Making a list of non-negotiable features will help to determine which chatbot service will provide optimal returns based on your needs.

For example:

  • Which languages do you require your chatbot to speak?
  • What questions must your chatbot be able to answer?
  • What kind of content does your chatbot need to be able to provide?
  • Will your chatbot require some machine learning techniques to be able to update based on changes? That means, will your chatbot need to have access to a database?

3. Choose between a paid off-the-shelf service or build-it-yourself solution

Based on your requirements and goals answered from the previous questions, will a paid or build-it-yourself solution be more useful? This is a critical question that determines the direction of the remainder of your chatbot journey. Based on your previous answers, are you in the market for a chatbot that satisfies basic or sophisticated needs?

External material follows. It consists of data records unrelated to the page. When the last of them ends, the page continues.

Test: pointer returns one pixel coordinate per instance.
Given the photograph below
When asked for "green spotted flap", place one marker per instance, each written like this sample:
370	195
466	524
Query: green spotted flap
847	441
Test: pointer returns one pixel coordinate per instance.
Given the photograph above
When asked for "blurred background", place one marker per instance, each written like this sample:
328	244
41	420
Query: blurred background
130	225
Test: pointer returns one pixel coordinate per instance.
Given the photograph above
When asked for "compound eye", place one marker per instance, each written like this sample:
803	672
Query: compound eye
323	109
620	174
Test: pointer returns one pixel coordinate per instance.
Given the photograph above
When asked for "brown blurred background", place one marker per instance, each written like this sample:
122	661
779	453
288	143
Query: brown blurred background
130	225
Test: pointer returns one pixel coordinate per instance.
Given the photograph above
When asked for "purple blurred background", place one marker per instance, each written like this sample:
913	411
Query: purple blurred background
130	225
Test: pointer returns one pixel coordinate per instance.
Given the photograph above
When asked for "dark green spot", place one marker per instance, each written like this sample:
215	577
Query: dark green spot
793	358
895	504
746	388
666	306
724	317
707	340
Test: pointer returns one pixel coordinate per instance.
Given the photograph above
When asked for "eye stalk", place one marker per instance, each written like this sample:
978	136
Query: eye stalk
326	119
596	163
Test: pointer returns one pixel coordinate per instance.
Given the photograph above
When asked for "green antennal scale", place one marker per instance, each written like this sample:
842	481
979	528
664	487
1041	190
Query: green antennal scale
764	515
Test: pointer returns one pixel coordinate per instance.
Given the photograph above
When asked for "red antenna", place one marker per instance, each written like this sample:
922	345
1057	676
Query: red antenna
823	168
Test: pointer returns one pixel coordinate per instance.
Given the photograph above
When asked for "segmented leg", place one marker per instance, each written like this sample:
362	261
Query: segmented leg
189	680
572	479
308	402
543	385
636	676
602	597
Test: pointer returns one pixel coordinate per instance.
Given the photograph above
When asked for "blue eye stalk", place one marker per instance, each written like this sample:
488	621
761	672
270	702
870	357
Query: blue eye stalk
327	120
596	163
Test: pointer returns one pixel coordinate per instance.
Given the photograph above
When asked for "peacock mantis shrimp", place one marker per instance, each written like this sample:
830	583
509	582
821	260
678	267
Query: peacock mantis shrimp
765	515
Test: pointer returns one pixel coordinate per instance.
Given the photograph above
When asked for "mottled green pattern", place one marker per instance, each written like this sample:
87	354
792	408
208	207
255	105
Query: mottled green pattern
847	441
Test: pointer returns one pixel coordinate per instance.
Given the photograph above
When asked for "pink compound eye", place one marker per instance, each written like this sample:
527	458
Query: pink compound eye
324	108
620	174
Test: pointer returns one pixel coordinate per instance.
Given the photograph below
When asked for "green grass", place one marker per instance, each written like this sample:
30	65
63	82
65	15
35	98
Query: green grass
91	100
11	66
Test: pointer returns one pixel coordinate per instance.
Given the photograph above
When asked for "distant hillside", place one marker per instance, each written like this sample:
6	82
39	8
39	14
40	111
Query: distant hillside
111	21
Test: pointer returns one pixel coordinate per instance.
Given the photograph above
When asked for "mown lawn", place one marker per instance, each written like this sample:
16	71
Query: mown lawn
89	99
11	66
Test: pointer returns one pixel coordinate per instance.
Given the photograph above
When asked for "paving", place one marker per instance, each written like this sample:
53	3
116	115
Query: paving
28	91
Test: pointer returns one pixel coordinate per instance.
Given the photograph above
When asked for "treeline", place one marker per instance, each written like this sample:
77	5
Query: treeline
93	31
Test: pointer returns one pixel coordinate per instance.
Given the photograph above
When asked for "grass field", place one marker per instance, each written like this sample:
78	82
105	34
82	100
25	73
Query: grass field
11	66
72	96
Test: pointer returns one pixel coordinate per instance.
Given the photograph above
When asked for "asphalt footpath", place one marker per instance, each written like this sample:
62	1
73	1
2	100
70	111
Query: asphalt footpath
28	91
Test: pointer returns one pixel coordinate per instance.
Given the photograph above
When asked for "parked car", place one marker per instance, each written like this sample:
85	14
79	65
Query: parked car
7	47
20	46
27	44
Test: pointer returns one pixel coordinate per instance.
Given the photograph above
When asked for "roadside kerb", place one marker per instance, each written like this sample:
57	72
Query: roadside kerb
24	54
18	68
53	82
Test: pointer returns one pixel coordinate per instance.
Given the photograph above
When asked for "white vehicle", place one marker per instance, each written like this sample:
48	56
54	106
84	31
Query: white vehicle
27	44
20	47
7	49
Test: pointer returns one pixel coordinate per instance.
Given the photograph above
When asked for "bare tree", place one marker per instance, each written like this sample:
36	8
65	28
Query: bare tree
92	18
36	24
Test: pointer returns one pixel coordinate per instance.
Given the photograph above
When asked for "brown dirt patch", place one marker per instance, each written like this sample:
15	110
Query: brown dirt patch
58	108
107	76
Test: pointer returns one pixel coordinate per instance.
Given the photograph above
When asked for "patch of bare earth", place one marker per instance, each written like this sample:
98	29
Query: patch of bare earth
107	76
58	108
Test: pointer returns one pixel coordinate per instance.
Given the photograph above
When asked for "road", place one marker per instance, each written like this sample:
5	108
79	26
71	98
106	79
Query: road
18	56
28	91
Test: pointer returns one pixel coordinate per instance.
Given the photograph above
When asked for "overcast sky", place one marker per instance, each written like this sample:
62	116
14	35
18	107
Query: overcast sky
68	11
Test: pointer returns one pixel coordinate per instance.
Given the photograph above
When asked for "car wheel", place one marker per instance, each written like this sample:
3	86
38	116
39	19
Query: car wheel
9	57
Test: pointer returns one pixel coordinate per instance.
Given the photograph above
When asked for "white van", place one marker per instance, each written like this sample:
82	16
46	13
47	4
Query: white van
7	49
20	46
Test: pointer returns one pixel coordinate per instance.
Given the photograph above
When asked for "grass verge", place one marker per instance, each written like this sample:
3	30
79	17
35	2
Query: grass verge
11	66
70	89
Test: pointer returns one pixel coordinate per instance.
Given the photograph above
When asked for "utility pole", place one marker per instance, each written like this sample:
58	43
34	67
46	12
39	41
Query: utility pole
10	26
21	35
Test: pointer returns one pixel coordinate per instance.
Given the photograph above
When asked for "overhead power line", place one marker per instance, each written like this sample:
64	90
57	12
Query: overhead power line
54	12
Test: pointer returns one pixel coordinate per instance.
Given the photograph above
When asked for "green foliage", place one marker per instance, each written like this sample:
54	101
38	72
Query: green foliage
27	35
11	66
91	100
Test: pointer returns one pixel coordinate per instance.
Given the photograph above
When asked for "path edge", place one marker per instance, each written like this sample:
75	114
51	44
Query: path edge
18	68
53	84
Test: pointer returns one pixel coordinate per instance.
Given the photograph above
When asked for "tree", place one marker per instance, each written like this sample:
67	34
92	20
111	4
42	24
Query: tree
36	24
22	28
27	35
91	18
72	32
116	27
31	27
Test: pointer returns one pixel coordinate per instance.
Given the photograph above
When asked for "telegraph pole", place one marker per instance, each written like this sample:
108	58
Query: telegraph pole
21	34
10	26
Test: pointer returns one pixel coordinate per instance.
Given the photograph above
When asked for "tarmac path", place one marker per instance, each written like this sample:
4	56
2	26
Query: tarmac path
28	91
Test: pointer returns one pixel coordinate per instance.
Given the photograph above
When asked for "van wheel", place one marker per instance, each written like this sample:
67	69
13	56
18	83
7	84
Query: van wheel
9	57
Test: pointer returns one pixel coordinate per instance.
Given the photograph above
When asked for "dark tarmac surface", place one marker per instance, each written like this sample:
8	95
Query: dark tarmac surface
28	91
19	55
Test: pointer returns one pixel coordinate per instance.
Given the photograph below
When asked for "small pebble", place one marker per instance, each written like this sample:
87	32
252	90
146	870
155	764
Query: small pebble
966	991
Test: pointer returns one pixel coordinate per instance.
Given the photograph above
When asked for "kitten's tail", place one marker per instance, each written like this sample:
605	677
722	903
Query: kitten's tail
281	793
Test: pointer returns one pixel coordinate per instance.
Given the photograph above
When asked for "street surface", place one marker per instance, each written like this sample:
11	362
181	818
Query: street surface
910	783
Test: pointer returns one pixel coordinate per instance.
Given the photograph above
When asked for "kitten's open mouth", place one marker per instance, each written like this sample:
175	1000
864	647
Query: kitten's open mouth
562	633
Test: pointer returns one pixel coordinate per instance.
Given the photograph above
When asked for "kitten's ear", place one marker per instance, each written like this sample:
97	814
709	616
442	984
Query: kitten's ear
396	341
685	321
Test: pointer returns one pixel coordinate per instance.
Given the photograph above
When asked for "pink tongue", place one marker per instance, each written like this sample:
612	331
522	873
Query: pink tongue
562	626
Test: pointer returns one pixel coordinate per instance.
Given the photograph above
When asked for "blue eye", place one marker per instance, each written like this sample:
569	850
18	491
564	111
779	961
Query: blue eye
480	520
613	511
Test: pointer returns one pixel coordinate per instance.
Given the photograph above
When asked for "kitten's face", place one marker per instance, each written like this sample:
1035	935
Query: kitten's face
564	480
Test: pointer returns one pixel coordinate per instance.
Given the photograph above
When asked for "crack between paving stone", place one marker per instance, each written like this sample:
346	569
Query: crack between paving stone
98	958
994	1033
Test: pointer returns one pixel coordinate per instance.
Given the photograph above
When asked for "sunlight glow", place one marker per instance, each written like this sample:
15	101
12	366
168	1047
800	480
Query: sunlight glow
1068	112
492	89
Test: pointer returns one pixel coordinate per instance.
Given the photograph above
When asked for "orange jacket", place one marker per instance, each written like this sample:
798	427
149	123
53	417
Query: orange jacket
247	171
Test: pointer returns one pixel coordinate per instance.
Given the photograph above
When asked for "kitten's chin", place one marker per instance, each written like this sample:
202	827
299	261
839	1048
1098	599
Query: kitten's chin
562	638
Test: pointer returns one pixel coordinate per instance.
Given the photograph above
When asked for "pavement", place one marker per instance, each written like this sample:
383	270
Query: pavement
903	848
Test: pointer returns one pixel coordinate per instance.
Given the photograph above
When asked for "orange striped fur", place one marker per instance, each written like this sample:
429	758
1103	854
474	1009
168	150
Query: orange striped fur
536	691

Here are some of the differences between paid and build-it-yourself chatbot solutions:

Build-it-yourself:

  • Hire a developer
  • Invest more time and resources, such as money, a technical team, and so on in the short-run
  • Design custom capabilities and a deeper conversation flow
  • Increase flexibility and scalability

According to RubyGarage, the approximate cost to build a chatbot from scratch is anywhere between $6000 to $12240.

For example, Google Dialogflow allows users to build customized bots on multiple platforms including Google Assistant, Alexa, Cortana, Facebook Messenger, and more. Furthermore, if you're are using more than one platform, you can create a customized and seamless omnichannel chatbot branded experience. Dialogflow also supports over 20 languages.

  • No coding required
  • Simple to install
  • Less choice in terms of capabilities, flexibility, and scalability; some chatbot capabilities are available on Facebook but not on Slack

According to RubyGarage, to employ a paid service that includes 50 bots and 50,000 messages is about $100/ month.

For example, MobileMonkey is designed for marketers who don’t have the technical background or resources available to code a custom chatbot. With features such as Facebook Messenger Chat Blaster, Facebook Click-to-Messenger Ad Integration, and Easy-to-Use Facebook Messenger Chatbot Builder, MobileMonkey is particularly useful for brands targeting customers that use Facebook messenger as a primary customer-community channel.

To bot or not to bot?

Bots done right, done well are an excellent way to strengthen your brand’s affinity when the brand voice, experience and customer needs are exceeded. The primary difference between the two routes is that a build-it-yourself platform requires more time and resources, while the paid solution can be more ready-made, 'self-serve' and technology future-proof with the right partner.

We hope these three questions will give you some valuable food for thought in taking the next steps in brand’s journey into chatbots. We’d love to know what your 2019 plans are for lighting up a bot for your prospects and customers?